Waktu lagi pada skripsi, Om Will punya tim yang terdiri dari empat orang buat ngerjain. Om Will, Jed, Kak Santo, dan Kak Lana. Sejak awal, aku udah nggak suka sama cewek yang namanya Lana-Lana itu. Seductive banget! Herannya, Jed nggak nolak, juga nggak menjauh. Tapi, aku nggak bisa ngapa-ngapain karena waktu itu, cuma bisa menyukai dalam diam dan mengagumi dari kejauhan.

Udah lulus pun, mereka masih berteman dan nggak jarang suka ngumpul di rumah Om Will. Sampe sekarang. Yang bikin aku bete, Lana masih deketin Jed, dan Jed ladenin. Kalau ada aku, Jed juga cuek aja. Memang sih kami tuh backstreet, yang berusaha bersikap biasa supaya nggak ada yang curiga. Tapi kan harus jaga hati juga dong.

"Kenapa sih kamu masih cemburu sama Lana? Aku sama dia nggak ada apa-apa," ucap Jed sambil melepas genggaman, memindahkan gigi, lalu kembali menggenggam tanganku lagi.

"Dia itu centil!" balasku nggak terima.

"Apa bedanya sama temen kamu yang namanya Nuno? Dia juga suka deketin kamu dan ajak bercanda. Pake haha hihi segala kalau lagi ngumpul," sahut Jed nggak mau kalah.

"Nuno itu cuma temen. Nggak ada apa-apa!" Sewotku.

"Nah, kamu kesel juga kan dituduh nggak-nggak, padahal nggak ada apa-apa," balasnya sambil tertawa pelan.

"Kamu mah suka gitu!" cetusku sebal.

Aku ingin memukul lengannya, tapi tanganku sudah ditangkap Jed, lalu dia menarikku mendekat padanya hingga menubruk tubuhnya dari samping.

Kyaa! Aroma parfumnya tercium jelas di hidung, juga saat tangan kekarnya sudah merangkul agar aku bersandar di bahunya. Ya Lord, aku nggak yakin bisa napas dalam waktu beberapa menit ke depan. Aku nyaman, tapi sesak.

Kecupan ringan mendarat di kening saat aku mendongak untuk menatapnya. Sambil menyetir dengan satu tangan, Jed merangkulku dan tersenyum hangat.

"Aku cuma sayang sama kamu. Aku juga pedulinya sama kamu. Bukan Lana, bukan yang lain, tapi kamu," ujarnya pelan.

Aku nggak bisa ngapa-ngapain selain menyembunyikan wajah ke dadanya. Malu banget, astaga. Harusnya kan aku ngambek, kenapa jadi ge-er karena digombalin kayak gini?

Aku bisa merasakan tubuh Jed terguncang pelan karena terkekeh, dimana rangkulannya mengerat. Dia benar-benar tahu caranya membuatku nggak berkutik.

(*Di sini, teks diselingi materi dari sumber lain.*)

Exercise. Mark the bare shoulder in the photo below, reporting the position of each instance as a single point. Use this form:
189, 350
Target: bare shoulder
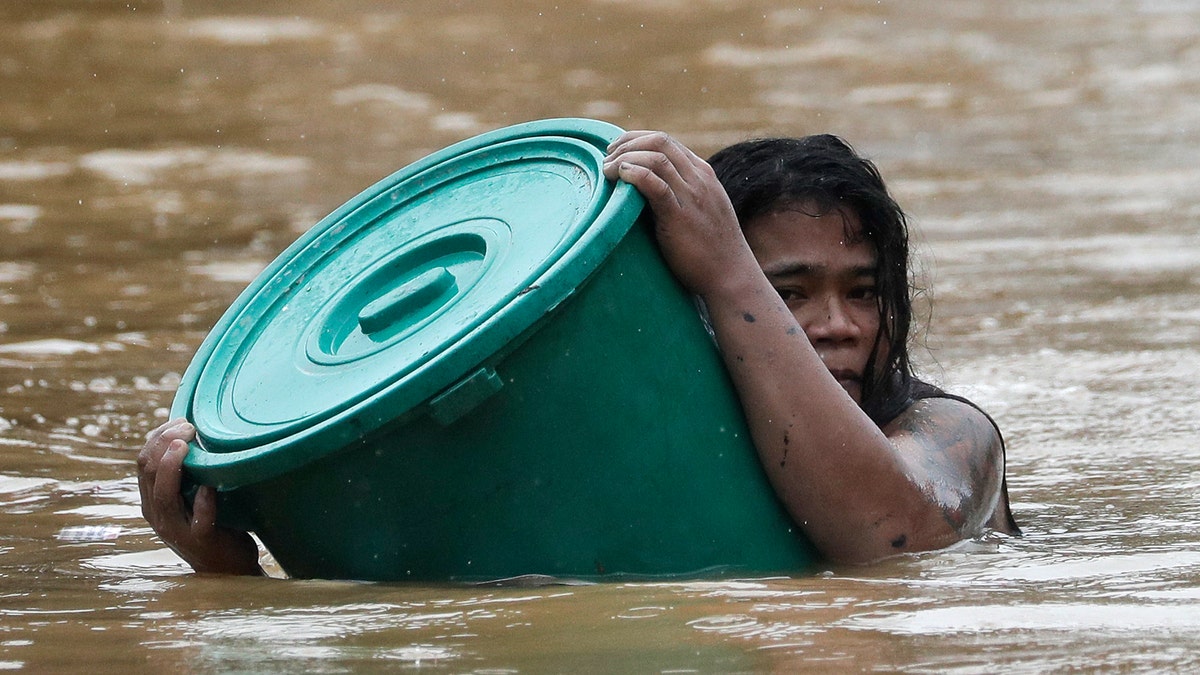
955, 454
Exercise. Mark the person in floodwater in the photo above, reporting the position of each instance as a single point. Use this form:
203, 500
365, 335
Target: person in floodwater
801, 258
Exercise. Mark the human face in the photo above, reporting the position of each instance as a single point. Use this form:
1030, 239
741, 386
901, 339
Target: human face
827, 280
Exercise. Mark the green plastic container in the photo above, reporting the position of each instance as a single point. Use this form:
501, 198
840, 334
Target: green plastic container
480, 368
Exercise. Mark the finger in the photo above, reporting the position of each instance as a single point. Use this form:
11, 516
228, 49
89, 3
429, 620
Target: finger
204, 511
658, 184
167, 502
683, 159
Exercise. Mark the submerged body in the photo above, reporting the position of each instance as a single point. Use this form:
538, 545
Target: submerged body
801, 291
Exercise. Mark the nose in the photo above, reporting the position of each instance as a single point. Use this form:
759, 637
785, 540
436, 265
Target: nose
831, 321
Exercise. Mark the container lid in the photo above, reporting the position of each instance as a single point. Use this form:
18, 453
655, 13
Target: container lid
400, 293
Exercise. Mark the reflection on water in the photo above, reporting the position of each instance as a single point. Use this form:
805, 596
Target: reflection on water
155, 156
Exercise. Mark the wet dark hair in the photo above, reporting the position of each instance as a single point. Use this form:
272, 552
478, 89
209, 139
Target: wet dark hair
825, 173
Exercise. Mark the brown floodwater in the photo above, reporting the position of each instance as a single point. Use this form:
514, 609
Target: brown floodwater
155, 156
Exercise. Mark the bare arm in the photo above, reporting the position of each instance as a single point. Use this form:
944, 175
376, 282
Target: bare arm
193, 533
859, 493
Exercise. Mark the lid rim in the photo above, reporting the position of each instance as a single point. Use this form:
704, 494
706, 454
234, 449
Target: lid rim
617, 205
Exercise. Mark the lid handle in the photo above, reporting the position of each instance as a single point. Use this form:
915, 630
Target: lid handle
406, 300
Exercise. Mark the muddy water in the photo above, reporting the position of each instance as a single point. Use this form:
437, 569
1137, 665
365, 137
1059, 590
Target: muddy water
154, 156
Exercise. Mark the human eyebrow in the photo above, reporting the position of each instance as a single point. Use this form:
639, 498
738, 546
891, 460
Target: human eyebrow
792, 269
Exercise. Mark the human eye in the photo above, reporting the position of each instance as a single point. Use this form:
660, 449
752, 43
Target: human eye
863, 292
791, 294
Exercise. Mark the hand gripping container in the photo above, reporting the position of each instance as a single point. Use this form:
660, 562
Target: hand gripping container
481, 368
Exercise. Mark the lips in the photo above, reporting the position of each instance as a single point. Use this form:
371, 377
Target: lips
846, 376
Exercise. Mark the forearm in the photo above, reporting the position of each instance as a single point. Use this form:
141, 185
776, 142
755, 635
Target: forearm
835, 471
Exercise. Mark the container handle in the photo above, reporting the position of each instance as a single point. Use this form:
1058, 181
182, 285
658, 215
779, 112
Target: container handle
406, 300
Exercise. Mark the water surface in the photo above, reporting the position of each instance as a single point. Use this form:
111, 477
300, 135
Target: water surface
154, 156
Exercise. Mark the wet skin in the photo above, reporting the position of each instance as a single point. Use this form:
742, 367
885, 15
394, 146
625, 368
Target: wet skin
790, 299
792, 304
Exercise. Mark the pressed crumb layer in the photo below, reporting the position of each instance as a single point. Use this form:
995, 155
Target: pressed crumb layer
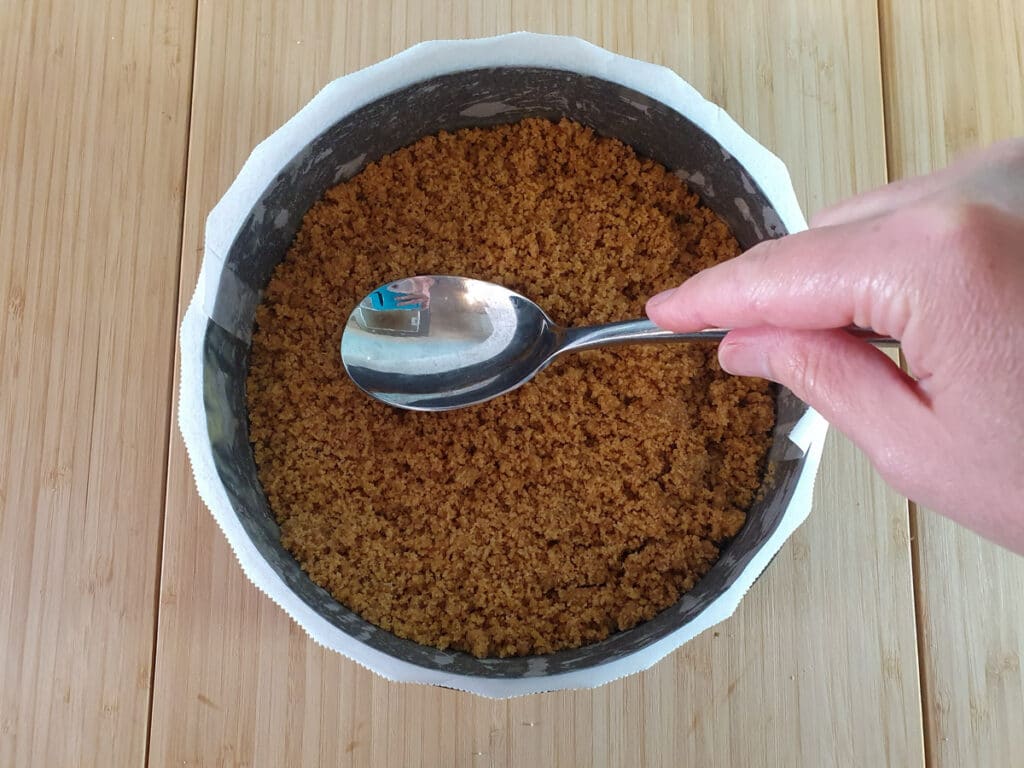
584, 503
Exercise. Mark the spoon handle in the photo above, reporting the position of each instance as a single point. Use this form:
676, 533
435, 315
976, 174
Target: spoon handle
644, 331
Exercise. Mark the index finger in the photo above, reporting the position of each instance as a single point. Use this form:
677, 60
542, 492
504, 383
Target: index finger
858, 273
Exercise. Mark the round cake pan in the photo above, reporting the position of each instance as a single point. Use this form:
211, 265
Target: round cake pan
448, 85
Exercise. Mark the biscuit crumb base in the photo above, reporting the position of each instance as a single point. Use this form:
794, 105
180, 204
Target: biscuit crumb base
580, 505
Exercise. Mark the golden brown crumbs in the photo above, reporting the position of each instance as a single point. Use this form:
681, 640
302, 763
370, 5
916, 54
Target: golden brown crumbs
579, 505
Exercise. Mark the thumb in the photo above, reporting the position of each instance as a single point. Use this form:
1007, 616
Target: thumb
855, 386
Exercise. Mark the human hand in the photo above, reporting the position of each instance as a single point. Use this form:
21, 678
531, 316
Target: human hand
935, 261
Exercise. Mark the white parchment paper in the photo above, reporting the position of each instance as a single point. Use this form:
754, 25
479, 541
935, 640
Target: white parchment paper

"Kamu tuh lucu banget. Jangan gemes-gemes juga, ya. Aku bisa khilaf," bisiknya lembut.

Aku baru saja mendongak untuk bertanya maksud ucapannya, tapi Jed langsung menunduk untuk mendaratkan sebuah kecupan tepat di bibirku.

Terdiam, mungkin mematung. Sedetik, oke, aku nggak bisa menghitung karena untuk mengedip aja kayaknya nggak. Aku shock. Barusan, bibir aku tuh dicium kan?

Jed menyeringai lebar, lalu melirik singkat ke depan, dan kembali menatapku. "Jangan bingung gitu. Barusan aku gemes banget sama pacarku, jadinya khilaf."

Aku bahkan masih terdiam dan nggak bisa bersuara karena terlalu kaget. Mungkin karena aku yang masih diam dan cukup lama nggak bereaksi, Jed ikut diam, dan laju mobil mulai pelan. Nggak lama setelahnya, mobil berhenti. Masih di jalan, dan Jed cuma menepi di bahu jalan.

"Kamu marah?" tanyanya pelan.

Aku cuma menggeleng.

"Kaget?" tanyanya lagi dan aku mengangguk.

Jed mengadukan keningnya padaku. "Maaf, yah. Aku spontan aja lakuinnya."

Akhirnya, aku bisa memgembuskan napas berat dan mengerjap cepat. Kenapa sih kayak gini aja harus gugup? Kadang aku suka kesel sama diriku yang nggak bisa jadi diri sendiri saat bersama Jed. Buat apa jaim, kalau Jed aja nggak pake jaim kalau lagi bareng kayak gini?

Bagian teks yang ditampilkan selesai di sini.